Key Features of EVOM
- Solver-Specific Code Generation: EVOM generates code tailored to specific solvers based on natural-language problem descriptions.
- Sandboxed Execution: The generated code is executed within a controlled environment, ensuring safety and reliability.
- Scalar Reward Conversion: Execution outcomes are transformed into scalar rewards, which are crucial for the reinforcement learning process.
- Closed-Loop Optimization: The framework employs a closed-loop generate-execute-feedback-update process optimized with Gradient Reinforcement Policy Optimization (GRPO) and Deterministic Actor-Critic Policy Optimization (DAPO).
- Outcome-Only Formulation: This unique approach eliminates the necessity for process-level supervision, reducing complexity and improving efficiency.
- Cross-Solver Generalization: EVOM facilitates the switching of verification environments, allowing for generalization across different solvers without the need for reconstructing solver-specific datasets.
Experimental Validation
Extensive experiments conducted on various datasets, including NL4OPT, MAMO, IndustryOR, and OptiBench, demonstrate the efficacy of EVOM. The framework was tested across different solver backends such as Gurobi, OR-Tools, and COPT. The results indicate that EVOM not only matches but often surpasses the performance of process-supervised Supervised Fine-Tuning (SFT).

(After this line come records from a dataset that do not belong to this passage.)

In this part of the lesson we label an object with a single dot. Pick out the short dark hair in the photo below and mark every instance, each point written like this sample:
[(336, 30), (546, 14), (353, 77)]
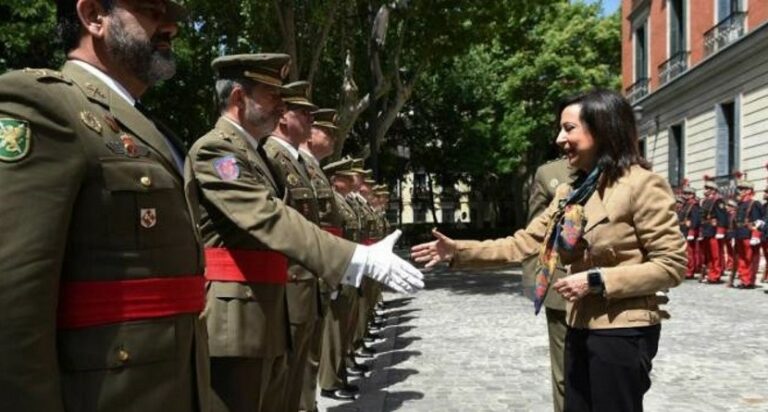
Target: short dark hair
[(610, 120), (68, 22)]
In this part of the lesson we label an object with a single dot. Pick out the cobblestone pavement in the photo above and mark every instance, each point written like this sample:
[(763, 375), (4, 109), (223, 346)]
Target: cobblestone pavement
[(470, 343)]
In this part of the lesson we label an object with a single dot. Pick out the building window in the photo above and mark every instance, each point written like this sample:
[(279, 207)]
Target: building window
[(730, 26), (678, 52), (640, 87), (676, 160), (727, 139), (448, 215)]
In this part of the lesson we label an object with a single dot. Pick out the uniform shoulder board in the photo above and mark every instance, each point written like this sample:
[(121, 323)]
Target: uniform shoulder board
[(47, 75)]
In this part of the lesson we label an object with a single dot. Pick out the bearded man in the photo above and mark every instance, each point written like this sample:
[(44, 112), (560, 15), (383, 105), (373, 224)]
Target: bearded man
[(101, 287)]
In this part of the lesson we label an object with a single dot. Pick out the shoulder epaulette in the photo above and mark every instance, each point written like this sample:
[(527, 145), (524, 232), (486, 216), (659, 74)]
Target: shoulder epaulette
[(47, 75)]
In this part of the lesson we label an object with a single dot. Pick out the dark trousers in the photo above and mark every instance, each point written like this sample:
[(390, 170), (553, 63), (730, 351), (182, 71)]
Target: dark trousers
[(608, 370)]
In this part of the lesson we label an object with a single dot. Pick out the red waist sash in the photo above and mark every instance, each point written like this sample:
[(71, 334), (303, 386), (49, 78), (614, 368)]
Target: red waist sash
[(238, 265), (334, 230), (85, 304)]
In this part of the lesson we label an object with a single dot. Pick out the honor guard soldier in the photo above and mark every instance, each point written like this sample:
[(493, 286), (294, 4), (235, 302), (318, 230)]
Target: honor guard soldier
[(690, 218), (764, 230), (101, 287), (341, 319), (319, 146), (749, 220), (250, 234), (714, 224), (730, 206), (292, 177)]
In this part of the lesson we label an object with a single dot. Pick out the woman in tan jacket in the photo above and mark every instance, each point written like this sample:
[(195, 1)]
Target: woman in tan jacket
[(617, 232)]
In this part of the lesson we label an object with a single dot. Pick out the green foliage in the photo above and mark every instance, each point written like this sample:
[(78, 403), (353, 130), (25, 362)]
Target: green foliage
[(27, 28)]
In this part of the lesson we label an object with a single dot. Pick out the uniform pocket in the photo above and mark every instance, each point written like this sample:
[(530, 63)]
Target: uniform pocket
[(117, 346), (144, 204)]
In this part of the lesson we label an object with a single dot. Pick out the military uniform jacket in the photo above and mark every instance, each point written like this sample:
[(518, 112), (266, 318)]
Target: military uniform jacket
[(82, 206), (690, 218), (327, 208), (747, 213), (714, 217), (545, 181), (240, 209), (293, 180), (351, 221)]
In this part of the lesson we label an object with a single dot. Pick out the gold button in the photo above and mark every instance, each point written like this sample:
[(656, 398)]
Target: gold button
[(123, 355)]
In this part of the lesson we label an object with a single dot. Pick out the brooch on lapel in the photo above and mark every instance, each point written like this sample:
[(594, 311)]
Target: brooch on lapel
[(90, 120)]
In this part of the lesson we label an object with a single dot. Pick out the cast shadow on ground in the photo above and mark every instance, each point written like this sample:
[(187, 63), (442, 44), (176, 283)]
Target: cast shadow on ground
[(476, 282)]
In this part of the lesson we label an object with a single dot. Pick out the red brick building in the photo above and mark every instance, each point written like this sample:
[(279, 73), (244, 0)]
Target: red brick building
[(696, 72)]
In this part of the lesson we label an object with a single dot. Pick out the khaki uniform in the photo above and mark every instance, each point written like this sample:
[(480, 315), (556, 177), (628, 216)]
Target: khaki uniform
[(302, 288), (241, 211), (330, 220), (341, 320), (546, 180), (94, 216)]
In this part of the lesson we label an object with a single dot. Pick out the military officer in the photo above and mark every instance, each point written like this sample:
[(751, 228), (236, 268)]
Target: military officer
[(319, 146), (749, 220), (101, 285), (249, 234), (341, 318), (690, 218), (764, 239), (546, 179), (714, 224), (292, 177)]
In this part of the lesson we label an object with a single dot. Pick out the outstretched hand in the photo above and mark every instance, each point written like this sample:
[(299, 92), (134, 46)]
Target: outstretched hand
[(434, 252)]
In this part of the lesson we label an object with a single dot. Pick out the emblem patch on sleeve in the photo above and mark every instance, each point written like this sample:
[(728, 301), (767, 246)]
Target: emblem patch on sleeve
[(15, 139), (148, 218), (226, 167)]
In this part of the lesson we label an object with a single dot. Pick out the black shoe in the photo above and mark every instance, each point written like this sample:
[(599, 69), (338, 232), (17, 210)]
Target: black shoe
[(365, 352), (340, 394)]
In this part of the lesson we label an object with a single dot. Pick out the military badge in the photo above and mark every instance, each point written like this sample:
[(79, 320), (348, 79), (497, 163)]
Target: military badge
[(226, 167), (15, 139), (90, 120), (148, 218)]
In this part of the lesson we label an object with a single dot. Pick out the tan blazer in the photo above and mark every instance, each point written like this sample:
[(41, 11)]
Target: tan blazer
[(632, 234)]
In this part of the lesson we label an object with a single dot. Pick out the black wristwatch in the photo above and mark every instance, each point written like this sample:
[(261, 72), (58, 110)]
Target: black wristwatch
[(595, 282)]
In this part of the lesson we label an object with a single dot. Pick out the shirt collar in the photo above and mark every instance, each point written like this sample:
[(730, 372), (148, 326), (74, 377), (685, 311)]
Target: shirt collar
[(251, 140), (294, 152), (110, 82)]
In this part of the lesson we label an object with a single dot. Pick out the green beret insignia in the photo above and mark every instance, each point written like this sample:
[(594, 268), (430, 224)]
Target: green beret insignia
[(15, 139)]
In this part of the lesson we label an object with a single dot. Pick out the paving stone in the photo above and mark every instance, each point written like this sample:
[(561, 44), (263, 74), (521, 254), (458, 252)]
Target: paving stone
[(470, 342)]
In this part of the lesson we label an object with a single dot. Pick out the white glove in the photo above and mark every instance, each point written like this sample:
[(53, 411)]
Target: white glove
[(380, 264)]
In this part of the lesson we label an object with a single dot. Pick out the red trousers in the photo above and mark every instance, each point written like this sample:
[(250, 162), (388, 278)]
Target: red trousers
[(747, 259), (693, 260), (713, 255), (729, 254)]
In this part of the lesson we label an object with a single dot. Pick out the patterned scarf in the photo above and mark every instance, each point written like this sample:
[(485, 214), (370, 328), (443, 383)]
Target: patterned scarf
[(563, 234)]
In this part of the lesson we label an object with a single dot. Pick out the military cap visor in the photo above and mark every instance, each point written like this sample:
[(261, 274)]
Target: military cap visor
[(269, 69)]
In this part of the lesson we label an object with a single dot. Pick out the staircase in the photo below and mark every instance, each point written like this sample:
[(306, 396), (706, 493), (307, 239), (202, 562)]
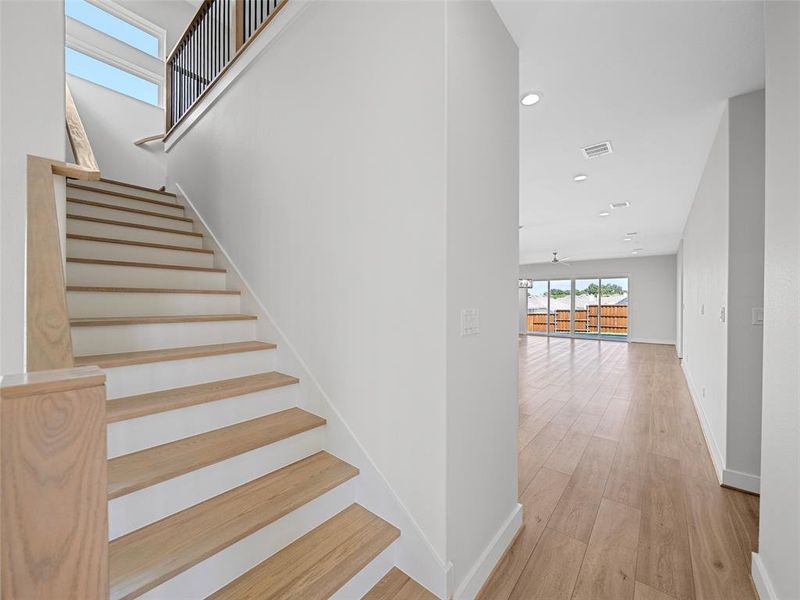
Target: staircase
[(218, 483)]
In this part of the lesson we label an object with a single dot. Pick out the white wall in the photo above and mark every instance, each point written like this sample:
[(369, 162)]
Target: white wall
[(775, 567), (705, 293), (113, 121), (723, 270), (651, 285), (745, 282), (322, 171), (31, 122), (482, 256), (171, 15), (367, 203)]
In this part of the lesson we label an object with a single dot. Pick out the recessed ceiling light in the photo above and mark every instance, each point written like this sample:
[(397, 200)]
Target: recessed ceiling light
[(531, 98)]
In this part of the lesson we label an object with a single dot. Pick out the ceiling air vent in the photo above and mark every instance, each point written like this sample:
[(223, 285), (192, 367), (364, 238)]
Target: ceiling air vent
[(596, 150)]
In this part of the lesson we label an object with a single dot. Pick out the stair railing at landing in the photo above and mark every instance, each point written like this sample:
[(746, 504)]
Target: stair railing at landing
[(217, 35), (53, 492)]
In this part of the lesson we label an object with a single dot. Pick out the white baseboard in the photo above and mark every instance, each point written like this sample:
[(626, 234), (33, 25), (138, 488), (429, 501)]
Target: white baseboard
[(652, 341), (711, 443), (741, 481), (728, 477), (483, 567), (764, 587)]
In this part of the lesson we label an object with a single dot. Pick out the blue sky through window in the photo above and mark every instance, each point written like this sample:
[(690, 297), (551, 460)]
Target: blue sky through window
[(116, 79), (97, 18)]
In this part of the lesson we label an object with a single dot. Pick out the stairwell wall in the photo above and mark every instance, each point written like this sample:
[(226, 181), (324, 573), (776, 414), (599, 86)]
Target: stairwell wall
[(31, 122), (366, 203), (322, 172)]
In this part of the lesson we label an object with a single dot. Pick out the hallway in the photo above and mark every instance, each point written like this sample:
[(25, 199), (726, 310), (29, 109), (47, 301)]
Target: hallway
[(619, 492)]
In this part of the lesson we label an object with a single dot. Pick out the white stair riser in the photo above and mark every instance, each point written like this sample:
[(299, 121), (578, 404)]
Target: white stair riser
[(152, 377), (126, 304), (107, 339), (75, 208), (161, 256), (366, 579), (136, 234), (122, 276), (225, 566), (146, 506), (133, 435), (124, 189), (175, 210)]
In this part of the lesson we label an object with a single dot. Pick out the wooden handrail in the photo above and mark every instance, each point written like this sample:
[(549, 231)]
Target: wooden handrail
[(149, 138), (210, 44), (53, 508), (48, 337), (78, 140)]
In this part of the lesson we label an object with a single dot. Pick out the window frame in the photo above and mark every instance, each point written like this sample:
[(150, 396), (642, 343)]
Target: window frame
[(105, 55)]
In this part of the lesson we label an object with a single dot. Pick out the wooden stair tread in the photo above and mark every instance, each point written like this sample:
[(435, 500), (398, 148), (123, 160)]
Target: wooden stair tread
[(122, 359), (134, 225), (124, 290), (396, 585), (138, 211), (144, 558), (138, 187), (140, 405), (108, 321), (128, 263), (138, 470), (88, 188), (93, 238), (317, 564)]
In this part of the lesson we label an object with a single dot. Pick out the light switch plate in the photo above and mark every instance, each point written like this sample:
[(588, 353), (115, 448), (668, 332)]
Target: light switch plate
[(470, 321)]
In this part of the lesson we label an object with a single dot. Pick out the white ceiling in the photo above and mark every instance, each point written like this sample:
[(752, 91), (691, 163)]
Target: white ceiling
[(652, 77)]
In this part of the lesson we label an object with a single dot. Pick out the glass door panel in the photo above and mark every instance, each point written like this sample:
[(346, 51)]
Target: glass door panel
[(614, 307), (560, 307), (587, 305), (537, 307)]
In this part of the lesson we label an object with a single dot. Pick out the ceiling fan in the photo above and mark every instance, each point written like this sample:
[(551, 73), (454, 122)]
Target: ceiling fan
[(559, 261)]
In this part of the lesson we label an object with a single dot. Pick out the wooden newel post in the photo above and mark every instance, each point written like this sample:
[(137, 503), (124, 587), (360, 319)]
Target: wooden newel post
[(53, 492)]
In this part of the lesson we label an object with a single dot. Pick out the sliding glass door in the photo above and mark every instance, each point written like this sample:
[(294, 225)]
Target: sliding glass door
[(587, 299), (589, 307), (560, 307)]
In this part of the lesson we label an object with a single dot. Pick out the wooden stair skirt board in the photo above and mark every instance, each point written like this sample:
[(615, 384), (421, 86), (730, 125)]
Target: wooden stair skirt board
[(319, 563), (147, 557), (136, 471), (141, 405), (396, 585), (122, 359)]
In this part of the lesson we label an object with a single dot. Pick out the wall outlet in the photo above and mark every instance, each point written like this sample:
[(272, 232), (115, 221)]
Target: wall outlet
[(470, 321)]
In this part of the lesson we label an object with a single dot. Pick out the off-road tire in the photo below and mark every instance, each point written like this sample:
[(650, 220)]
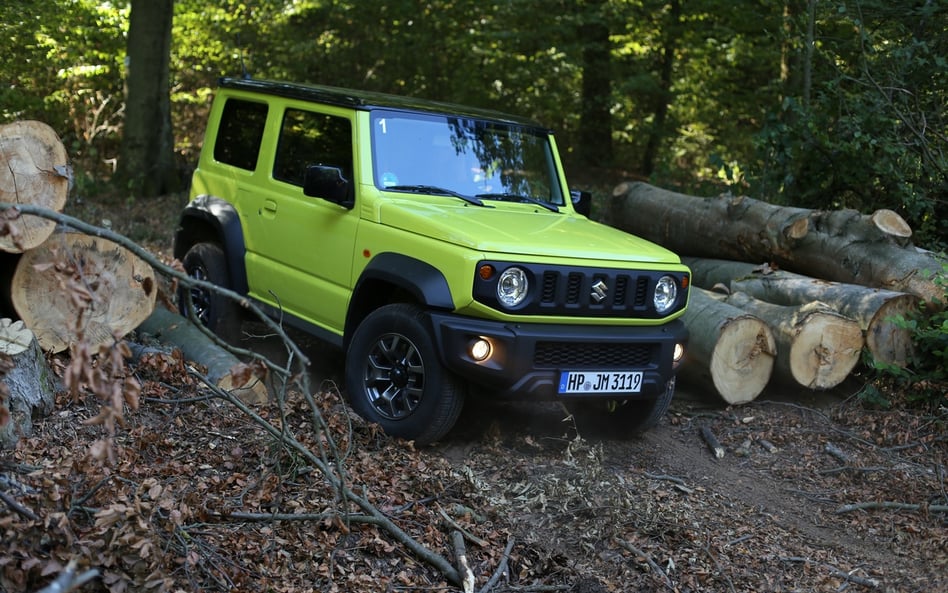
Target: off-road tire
[(220, 314), (620, 418), (394, 376)]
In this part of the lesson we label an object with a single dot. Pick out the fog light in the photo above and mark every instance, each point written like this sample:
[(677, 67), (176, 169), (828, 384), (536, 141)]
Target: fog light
[(480, 349)]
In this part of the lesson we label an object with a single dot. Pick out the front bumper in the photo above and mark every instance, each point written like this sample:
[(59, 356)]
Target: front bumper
[(527, 359)]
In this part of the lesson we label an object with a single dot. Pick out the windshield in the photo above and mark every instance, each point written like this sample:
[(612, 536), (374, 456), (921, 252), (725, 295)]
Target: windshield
[(472, 157)]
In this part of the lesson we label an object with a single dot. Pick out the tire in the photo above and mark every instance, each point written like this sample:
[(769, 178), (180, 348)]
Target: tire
[(221, 315), (620, 418), (394, 376)]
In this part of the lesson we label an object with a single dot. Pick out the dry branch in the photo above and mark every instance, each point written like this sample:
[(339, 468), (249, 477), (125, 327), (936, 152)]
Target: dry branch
[(712, 442), (33, 170), (78, 285), (875, 309), (735, 348), (816, 346)]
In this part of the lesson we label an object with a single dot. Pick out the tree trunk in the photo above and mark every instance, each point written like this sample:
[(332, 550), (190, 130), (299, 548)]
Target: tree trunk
[(77, 286), (735, 348), (841, 245), (816, 346), (28, 381), (595, 130), (33, 170), (874, 309), (177, 331), (147, 157)]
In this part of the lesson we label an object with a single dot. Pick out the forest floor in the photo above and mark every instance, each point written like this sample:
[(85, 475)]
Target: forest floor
[(848, 497)]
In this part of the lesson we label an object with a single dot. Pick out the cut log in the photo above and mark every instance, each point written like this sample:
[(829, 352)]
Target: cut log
[(33, 170), (77, 285), (29, 382), (816, 346), (174, 330), (735, 348), (875, 309), (842, 245)]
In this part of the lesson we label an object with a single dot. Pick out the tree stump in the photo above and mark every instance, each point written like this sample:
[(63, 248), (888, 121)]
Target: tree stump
[(29, 382), (816, 346), (735, 348), (33, 170), (76, 285)]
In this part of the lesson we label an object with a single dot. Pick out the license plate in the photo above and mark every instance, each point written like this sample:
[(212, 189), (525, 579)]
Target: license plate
[(600, 382)]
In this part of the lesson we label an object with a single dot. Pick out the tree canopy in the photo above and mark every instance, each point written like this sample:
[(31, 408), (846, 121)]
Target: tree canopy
[(817, 104)]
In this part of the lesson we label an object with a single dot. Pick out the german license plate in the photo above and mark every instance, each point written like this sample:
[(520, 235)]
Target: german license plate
[(600, 382)]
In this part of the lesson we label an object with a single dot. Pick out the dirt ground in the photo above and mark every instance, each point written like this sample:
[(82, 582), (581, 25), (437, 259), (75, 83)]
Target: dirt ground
[(814, 492)]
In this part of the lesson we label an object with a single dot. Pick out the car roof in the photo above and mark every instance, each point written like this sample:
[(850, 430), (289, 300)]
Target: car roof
[(367, 100)]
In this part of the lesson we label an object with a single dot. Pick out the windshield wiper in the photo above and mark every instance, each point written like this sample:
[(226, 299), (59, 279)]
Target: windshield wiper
[(434, 189), (518, 198)]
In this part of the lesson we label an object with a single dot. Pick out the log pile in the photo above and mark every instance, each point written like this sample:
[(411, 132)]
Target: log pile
[(827, 285), (65, 287)]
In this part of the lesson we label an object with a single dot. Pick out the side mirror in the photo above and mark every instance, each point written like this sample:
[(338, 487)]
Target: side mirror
[(582, 201), (327, 182)]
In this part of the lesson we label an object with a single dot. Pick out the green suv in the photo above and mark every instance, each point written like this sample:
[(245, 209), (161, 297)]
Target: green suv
[(438, 246)]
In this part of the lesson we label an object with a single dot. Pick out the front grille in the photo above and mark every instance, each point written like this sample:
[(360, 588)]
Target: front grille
[(589, 355), (579, 292)]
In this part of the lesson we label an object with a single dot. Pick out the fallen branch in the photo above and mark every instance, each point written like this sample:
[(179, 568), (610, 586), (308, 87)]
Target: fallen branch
[(712, 442), (264, 517), (648, 559), (414, 546), (457, 527), (464, 568), (837, 452), (17, 507), (897, 506), (865, 582)]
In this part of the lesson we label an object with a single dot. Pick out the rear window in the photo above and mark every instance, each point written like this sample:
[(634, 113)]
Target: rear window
[(240, 132)]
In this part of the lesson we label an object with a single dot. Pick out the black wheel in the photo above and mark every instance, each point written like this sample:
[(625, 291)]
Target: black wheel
[(394, 376), (205, 261), (620, 418)]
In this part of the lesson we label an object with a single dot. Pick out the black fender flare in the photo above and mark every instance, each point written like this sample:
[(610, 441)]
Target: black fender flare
[(209, 218), (424, 282)]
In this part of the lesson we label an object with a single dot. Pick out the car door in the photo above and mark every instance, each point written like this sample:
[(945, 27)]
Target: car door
[(301, 259)]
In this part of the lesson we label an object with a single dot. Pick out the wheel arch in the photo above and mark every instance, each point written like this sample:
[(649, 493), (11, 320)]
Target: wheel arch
[(393, 277), (208, 218)]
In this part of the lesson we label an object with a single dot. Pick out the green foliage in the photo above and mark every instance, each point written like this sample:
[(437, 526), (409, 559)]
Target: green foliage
[(925, 380)]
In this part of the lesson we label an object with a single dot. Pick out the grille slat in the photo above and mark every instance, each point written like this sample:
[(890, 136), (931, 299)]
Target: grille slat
[(590, 355)]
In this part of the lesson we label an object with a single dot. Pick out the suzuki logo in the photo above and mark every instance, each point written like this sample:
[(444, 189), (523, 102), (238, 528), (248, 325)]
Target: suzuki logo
[(599, 290)]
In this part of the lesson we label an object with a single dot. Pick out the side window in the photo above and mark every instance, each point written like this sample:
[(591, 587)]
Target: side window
[(240, 132), (308, 138)]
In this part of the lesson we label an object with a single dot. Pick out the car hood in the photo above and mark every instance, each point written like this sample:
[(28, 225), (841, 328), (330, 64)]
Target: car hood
[(521, 229)]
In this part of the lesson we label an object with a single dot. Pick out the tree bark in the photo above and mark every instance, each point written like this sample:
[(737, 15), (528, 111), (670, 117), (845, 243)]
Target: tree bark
[(874, 309), (77, 286), (816, 346), (147, 155), (33, 170), (174, 330), (840, 245), (735, 348), (29, 382), (595, 130)]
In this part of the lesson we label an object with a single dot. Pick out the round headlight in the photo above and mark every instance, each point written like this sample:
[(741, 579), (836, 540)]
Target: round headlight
[(512, 287), (666, 291)]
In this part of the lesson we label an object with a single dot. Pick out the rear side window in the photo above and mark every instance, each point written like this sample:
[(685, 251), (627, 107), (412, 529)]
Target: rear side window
[(309, 138), (240, 132)]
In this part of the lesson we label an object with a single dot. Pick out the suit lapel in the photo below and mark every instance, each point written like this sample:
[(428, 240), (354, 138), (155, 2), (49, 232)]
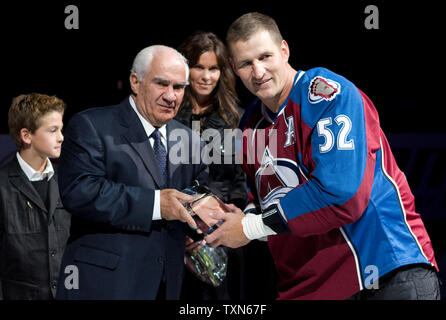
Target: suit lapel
[(19, 180), (136, 137)]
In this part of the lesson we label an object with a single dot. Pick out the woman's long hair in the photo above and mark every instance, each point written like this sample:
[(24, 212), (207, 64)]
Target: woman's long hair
[(224, 95)]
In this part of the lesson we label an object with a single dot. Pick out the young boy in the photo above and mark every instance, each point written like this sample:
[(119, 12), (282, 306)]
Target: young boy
[(34, 226)]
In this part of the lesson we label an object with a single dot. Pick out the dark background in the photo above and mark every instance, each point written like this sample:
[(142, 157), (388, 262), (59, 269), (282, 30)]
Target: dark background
[(397, 66)]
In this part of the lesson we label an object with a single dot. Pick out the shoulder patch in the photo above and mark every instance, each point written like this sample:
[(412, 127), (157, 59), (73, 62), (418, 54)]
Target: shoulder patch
[(322, 89)]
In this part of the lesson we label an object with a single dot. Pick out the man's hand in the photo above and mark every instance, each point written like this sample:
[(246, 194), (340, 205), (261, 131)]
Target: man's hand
[(171, 203), (230, 232), (192, 245)]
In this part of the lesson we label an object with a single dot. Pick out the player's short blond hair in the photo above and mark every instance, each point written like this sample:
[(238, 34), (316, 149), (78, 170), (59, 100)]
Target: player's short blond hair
[(27, 110)]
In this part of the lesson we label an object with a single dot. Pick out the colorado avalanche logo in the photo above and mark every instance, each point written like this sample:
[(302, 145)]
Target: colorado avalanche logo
[(322, 89), (275, 178)]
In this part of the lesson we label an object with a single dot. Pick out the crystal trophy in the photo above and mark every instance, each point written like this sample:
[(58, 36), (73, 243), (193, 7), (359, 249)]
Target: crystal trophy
[(208, 264)]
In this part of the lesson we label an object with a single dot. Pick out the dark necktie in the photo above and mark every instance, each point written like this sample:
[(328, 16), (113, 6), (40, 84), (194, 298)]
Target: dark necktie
[(160, 154)]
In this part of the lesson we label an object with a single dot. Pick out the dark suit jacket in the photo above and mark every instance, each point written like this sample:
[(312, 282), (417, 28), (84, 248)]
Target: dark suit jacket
[(107, 178), (32, 236)]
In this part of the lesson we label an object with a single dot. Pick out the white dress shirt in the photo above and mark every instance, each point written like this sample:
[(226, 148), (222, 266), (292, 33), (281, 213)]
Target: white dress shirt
[(149, 128)]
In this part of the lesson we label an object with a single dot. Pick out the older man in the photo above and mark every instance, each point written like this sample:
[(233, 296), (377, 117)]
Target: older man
[(127, 239)]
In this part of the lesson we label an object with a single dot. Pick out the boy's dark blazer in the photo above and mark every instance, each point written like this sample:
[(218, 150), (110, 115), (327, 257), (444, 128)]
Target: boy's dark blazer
[(32, 236)]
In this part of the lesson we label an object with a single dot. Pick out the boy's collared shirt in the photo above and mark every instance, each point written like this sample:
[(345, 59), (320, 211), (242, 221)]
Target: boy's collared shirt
[(34, 175)]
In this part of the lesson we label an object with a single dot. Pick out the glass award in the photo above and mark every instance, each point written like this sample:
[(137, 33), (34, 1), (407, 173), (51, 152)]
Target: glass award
[(207, 264)]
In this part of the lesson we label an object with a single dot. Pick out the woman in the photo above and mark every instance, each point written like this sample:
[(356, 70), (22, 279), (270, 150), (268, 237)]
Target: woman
[(211, 102)]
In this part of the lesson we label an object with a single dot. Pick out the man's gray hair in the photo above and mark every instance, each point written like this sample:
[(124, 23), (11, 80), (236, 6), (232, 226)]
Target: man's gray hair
[(143, 60)]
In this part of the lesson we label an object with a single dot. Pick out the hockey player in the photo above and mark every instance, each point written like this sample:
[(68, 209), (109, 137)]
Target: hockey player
[(337, 210)]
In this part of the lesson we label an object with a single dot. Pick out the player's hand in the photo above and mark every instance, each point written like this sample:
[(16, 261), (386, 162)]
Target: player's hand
[(171, 203), (230, 232)]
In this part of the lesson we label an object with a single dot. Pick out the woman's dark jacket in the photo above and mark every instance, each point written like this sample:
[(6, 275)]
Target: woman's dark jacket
[(32, 236)]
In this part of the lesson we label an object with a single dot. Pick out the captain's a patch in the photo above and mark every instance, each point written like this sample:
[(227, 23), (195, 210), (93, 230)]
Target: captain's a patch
[(322, 89)]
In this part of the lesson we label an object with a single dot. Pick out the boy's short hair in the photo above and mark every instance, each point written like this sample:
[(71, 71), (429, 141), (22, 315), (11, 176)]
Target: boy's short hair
[(249, 24), (26, 111)]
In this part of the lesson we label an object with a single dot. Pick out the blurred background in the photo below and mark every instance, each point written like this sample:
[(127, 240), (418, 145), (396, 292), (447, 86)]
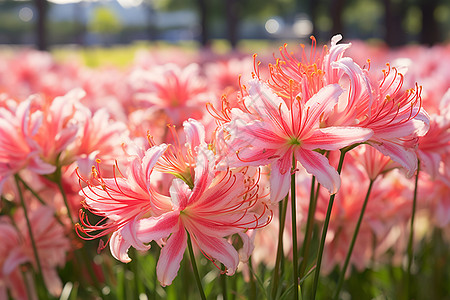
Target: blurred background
[(46, 23)]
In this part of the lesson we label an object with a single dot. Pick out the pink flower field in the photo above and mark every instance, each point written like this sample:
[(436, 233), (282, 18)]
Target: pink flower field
[(314, 172)]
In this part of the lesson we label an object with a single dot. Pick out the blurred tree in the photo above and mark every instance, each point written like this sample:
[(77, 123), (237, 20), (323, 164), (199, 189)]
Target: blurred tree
[(41, 30), (430, 34), (336, 10), (105, 23), (203, 12), (395, 12), (232, 23)]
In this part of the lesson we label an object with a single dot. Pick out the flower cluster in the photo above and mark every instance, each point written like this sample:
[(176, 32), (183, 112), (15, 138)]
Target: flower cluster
[(206, 154)]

Additionally, EVOM showcases impressive capabilities in zero-shot solver transfer, allowing for seamless adaptation to new solvers without extensive retraining. This characteristic is particularly beneficial in real-world applications where the ability to adapt to various optimization environments is crucial.
Conclusion
The introduction of Execution-Verified Optimization Modeling marks a significant advancement in the field of optimization modeling. By leveraging the strengths of reinforcement learning and removing the reliance on costly process supervision, EVOM opens new avenues for developing scalable decision intelligence. The implications of this research extend beyond academic interest, promising practical applications in industries where optimization plays a critical role.